SGML and New Models of Scholarship
SGML's objectlike structures make it possible for scholarly communication to be seen as "chunks" of information that can be put together in different ways. Using SGML, we no longer have to squeeze the product of our research into a single linear sequence of text whose size is often determined by the physical medium in which it will appear; instead we can organize it in many different ways, privileging some for one audience and others for a different audience. Some projects are already exploiting this potential, and I am collaborating in two that are indicative of the way I think humanities scholarship will develop in the twenty-first century. Both projects make use of SGML to create information objects that can be delivered in many different ways.

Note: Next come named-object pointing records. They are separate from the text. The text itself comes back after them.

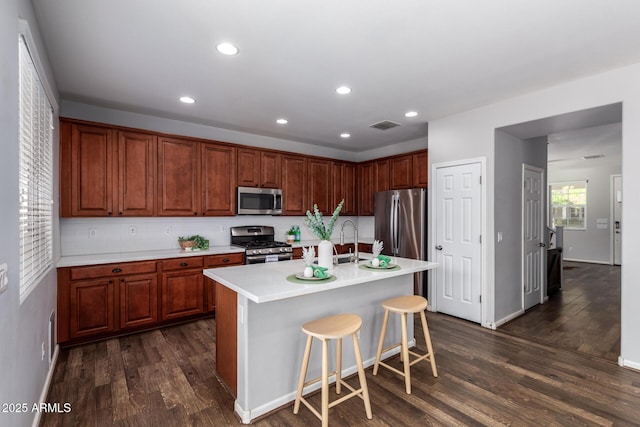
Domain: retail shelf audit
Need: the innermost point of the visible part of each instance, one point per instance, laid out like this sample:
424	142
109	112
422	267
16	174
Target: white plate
301	276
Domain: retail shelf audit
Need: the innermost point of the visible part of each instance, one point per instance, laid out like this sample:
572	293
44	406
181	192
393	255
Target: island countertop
267	282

The Model Editions Partnership (MEP) is defining a set of models for electronic documentary editions. Directed by David Chesnutt of the University of South Carolina, with the TEI Editor, C. Michael Sperberg-McQueen, and myself as co-coordinators, the MEP also includes seven documentary editing projects. Two of these projects are creating image editions, and the other five are preparing letterpress publications. These documentary editions provide the basic source material for the study of American history by adding the historical context that makes the material meaningful to readers. Much of this source material consists of letters, which often refer to people and places by words that only the author and recipient understand. A good deal of the source material is in handwriting that
can be read only by scholars specializing in the field. Documentary editors prepare the material for publication by transcribing the documents, organizing the sources into a coherent sequence that tells the story (the history) behind them, and annotating them with information to help the reader understand them. However, the printed page is not a very good vehicle for conveying the information that documentary editors need to say. It forces one organizing principle on the material (the single linear sequence of the book) when the material could well be organized in several different ways (chronologically, for example, or by recipient of letters). Notes must appear at the end of an item to which they refer or at the end of the book. When the same note-for example, a short biographical sketch of somebody mentioned in the sources-is needed in several places, it can appear only once, and after that it is cross-referenced by page numbers, often to earlier volumes. Something that has been crossed out and rewritten in a source document can only be represented clumsily in print even though it may reflect a change of mind that altered the course of history.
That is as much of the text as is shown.